Despite the continued slump in shipbuilding orders overseas affected by the prolonged global economic downturn, the nation’s top three shipbuilders have set bold goals for winning orders in the beginning of the year, renewing their growth strategy, industry sources said.

Hyundai Heavy Industries, the world’s largest shipbuilder, said it increased its order target steeply by 52.3 percent to $29.7 billion this year compared with order results in 2012.
A tanker is under construction at the Hyundai Heavy Industries shipyard in Ulsan. (Bloomberg)
A tanker is under construction at the Hyundai Heavy Industries shipyard in Ulsan. (Bloomberg)

The other two shipbuilders also unveiled double-digit order goals this year. Daewoo Shipbuilding & Marine Engineering, or DSME, pushed up its order target by 18 percent to $13 billion from orders registered in 2012.

Samsung Heavy Industries also set its order goal at $13 billion, a 35 percent rise from orders won in 2012.

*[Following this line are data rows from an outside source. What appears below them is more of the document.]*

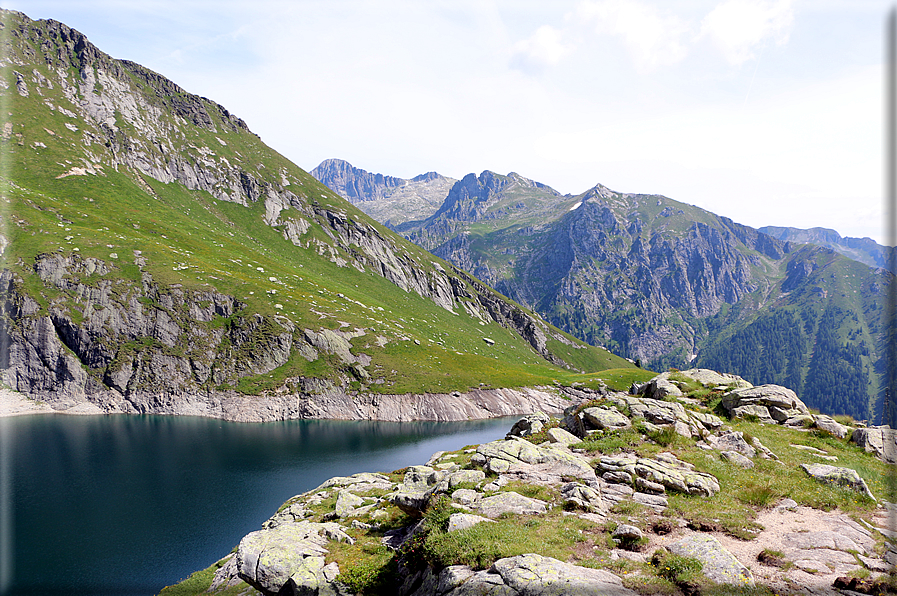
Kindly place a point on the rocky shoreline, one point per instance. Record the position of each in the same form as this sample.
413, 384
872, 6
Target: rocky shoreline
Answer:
476, 404
650, 492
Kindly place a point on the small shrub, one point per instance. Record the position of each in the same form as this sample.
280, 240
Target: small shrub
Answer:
675, 568
758, 495
665, 436
772, 558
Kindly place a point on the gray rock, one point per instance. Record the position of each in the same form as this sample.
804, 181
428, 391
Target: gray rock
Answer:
466, 496
757, 401
530, 575
289, 557
829, 425
605, 417
582, 497
510, 502
559, 435
618, 477
346, 503
646, 486
880, 440
529, 425
411, 502
656, 502
719, 565
839, 476
733, 457
626, 532
666, 470
462, 521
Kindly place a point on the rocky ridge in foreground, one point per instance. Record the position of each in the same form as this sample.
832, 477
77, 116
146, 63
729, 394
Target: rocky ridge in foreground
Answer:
692, 483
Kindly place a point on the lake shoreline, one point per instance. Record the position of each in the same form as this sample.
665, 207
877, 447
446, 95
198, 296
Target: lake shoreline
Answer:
476, 404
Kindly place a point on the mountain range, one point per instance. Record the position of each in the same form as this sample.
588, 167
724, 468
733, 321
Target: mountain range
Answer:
159, 257
673, 285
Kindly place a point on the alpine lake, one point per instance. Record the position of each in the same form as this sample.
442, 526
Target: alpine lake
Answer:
126, 505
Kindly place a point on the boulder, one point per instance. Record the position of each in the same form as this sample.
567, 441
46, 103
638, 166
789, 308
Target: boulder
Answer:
626, 533
530, 574
346, 503
289, 558
466, 496
562, 437
732, 441
465, 477
414, 503
579, 496
499, 456
510, 502
772, 404
665, 470
529, 425
839, 476
660, 387
831, 426
713, 379
462, 521
604, 417
733, 457
880, 440
719, 565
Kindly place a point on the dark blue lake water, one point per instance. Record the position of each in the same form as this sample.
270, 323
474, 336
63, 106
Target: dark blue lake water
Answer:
129, 504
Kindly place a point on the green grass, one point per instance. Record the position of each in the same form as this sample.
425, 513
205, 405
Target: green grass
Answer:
198, 243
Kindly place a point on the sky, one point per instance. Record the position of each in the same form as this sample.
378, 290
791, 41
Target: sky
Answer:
769, 112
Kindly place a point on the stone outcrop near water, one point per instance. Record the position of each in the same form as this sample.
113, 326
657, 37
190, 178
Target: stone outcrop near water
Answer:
629, 508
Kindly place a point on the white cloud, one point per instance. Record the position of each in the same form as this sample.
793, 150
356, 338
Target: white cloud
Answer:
544, 48
738, 27
654, 39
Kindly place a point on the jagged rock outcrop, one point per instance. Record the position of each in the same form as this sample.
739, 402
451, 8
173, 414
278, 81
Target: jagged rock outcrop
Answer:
387, 199
120, 333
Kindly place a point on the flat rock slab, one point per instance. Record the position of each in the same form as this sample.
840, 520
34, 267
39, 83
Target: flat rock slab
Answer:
510, 502
462, 521
845, 477
530, 575
720, 565
287, 556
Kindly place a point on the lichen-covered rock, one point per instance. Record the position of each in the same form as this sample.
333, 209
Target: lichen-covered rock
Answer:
719, 565
579, 496
510, 502
666, 470
772, 404
462, 521
839, 476
563, 437
604, 417
289, 558
733, 457
830, 425
732, 441
499, 456
529, 425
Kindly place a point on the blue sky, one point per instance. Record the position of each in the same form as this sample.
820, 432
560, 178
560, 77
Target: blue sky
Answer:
766, 111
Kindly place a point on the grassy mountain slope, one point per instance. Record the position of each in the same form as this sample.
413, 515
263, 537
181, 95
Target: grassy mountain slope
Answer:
672, 284
156, 250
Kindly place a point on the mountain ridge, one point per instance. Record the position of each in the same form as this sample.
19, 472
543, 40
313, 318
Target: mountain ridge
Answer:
160, 258
661, 281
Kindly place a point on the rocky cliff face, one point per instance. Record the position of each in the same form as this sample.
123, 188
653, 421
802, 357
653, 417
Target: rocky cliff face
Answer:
549, 508
385, 198
864, 250
661, 281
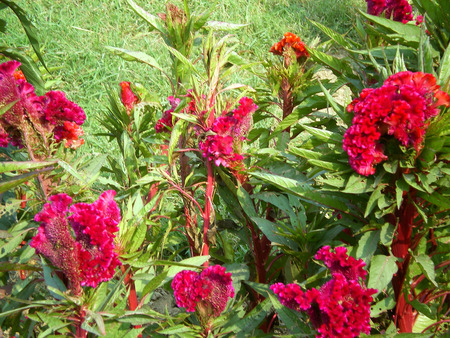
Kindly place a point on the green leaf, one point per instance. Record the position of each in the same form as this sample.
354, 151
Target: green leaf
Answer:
337, 65
223, 26
17, 180
252, 320
30, 30
137, 56
410, 34
177, 131
7, 107
183, 60
271, 231
367, 245
28, 66
427, 267
154, 283
25, 165
51, 279
304, 191
12, 244
324, 135
387, 234
382, 306
331, 166
382, 268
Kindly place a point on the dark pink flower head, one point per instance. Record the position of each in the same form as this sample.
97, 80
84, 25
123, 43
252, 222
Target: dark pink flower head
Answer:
54, 240
341, 308
398, 10
129, 99
401, 107
89, 258
166, 121
230, 129
340, 262
14, 89
207, 292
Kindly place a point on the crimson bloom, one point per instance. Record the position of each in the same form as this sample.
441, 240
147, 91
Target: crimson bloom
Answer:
402, 107
206, 292
129, 99
47, 114
228, 130
293, 41
341, 307
398, 10
88, 258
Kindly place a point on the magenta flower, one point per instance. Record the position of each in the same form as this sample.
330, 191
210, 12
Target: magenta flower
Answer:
89, 258
402, 108
341, 308
47, 114
207, 292
398, 10
229, 131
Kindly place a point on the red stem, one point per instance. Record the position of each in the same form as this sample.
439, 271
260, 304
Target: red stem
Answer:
208, 208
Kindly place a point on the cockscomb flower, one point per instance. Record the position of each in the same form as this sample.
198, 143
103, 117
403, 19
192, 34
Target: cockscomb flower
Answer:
398, 10
47, 114
341, 307
229, 130
89, 258
206, 292
129, 99
166, 121
401, 107
293, 41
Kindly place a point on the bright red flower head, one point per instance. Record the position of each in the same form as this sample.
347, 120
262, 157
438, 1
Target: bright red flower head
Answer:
90, 257
129, 99
401, 107
341, 307
293, 41
207, 292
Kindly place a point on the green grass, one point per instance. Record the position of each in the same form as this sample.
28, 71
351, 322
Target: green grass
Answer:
73, 34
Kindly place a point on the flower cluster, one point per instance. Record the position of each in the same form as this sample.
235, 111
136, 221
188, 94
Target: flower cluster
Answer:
89, 258
207, 292
228, 130
166, 121
47, 114
341, 308
293, 41
398, 10
402, 108
128, 98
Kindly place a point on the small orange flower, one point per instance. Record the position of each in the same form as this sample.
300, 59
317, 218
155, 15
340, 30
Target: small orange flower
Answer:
293, 41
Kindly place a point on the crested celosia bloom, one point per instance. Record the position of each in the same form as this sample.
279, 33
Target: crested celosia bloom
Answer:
129, 99
47, 114
229, 130
402, 108
207, 292
89, 258
166, 121
341, 307
293, 41
399, 10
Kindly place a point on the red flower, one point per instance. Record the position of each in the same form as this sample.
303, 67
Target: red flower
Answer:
207, 292
229, 130
129, 99
402, 108
341, 308
293, 41
89, 258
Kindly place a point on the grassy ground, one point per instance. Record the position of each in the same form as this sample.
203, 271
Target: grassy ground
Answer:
73, 34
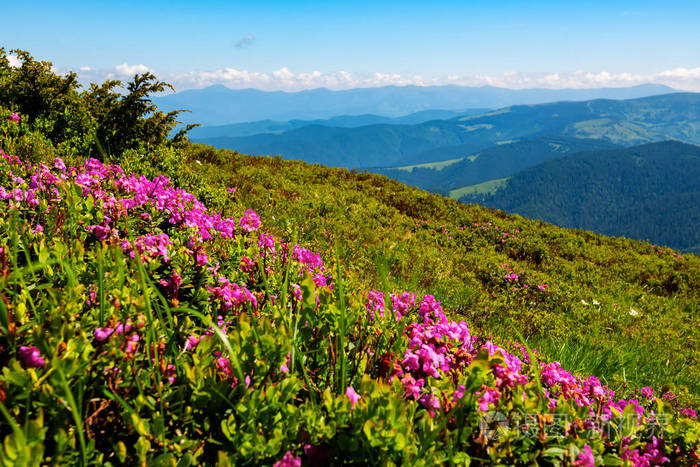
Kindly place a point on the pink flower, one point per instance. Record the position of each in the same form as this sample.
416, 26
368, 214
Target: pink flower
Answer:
31, 357
289, 460
192, 342
585, 458
353, 396
58, 164
250, 221
102, 334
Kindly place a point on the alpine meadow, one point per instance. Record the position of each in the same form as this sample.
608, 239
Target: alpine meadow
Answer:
401, 273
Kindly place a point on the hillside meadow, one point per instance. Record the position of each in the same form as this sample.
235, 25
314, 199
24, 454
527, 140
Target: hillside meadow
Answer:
172, 304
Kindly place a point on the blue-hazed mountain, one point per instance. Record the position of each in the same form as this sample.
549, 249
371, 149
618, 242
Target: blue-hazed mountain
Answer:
623, 122
342, 121
496, 162
219, 105
648, 192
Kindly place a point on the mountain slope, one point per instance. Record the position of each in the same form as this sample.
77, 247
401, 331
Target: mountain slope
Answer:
645, 192
343, 121
636, 121
498, 161
219, 105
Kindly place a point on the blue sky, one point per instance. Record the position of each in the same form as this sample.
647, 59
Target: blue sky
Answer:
295, 45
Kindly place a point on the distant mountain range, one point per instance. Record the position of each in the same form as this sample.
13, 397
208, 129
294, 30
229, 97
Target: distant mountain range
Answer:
621, 122
342, 121
644, 192
219, 105
500, 161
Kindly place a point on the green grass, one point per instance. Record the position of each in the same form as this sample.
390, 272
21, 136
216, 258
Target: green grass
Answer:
489, 187
429, 165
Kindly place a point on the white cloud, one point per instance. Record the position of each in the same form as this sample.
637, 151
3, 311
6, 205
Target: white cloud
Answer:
130, 70
284, 79
245, 41
14, 61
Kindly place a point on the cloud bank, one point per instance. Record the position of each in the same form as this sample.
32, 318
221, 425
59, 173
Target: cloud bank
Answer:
283, 79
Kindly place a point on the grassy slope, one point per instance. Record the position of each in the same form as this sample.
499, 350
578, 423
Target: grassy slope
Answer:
484, 188
377, 228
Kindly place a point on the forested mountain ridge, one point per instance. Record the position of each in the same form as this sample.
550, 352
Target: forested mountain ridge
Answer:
648, 192
499, 161
219, 105
626, 122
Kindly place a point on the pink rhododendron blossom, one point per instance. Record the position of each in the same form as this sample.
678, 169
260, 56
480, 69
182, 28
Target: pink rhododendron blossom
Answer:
289, 460
585, 458
250, 221
31, 357
353, 396
102, 334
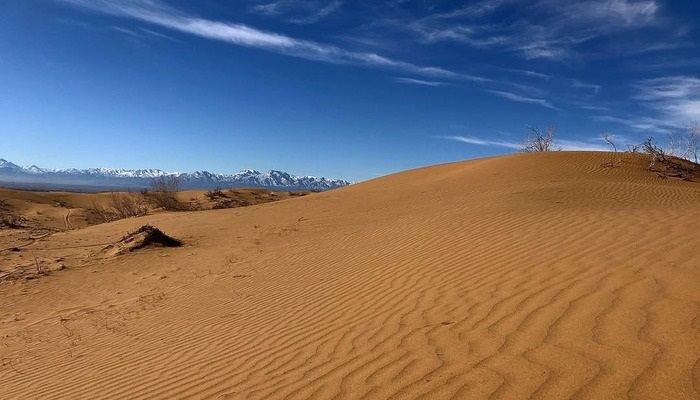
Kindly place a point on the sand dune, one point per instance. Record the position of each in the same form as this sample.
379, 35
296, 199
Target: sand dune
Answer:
527, 276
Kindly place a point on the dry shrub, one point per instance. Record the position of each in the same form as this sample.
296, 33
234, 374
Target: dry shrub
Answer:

Among the top three shipbuilders, Hyundai Heavy presented the most aggressive order goal this year in a bid to recover from a poorer performance than competitors in its shipbuilding and offshore business. The company achieved only 63 percent of the 2012 annual order target of $30.6 billion by winning $19.5 billion in orders.

Hyundai Heavy has diversified its business portfolio beyond the shipbuilding sector to secure stable income sources regardless of the global economic cycle, but it cannot overlook its shipbuilding business, which still makes up about 30 percent of its total sales.

“The corporate slogan of this year is ‘turning crisis into opportunity.’ To escape from crisis in the shipbuilding sector, we are shifting more toward the offshore business from the slumping shipbuilding business,” a company official said.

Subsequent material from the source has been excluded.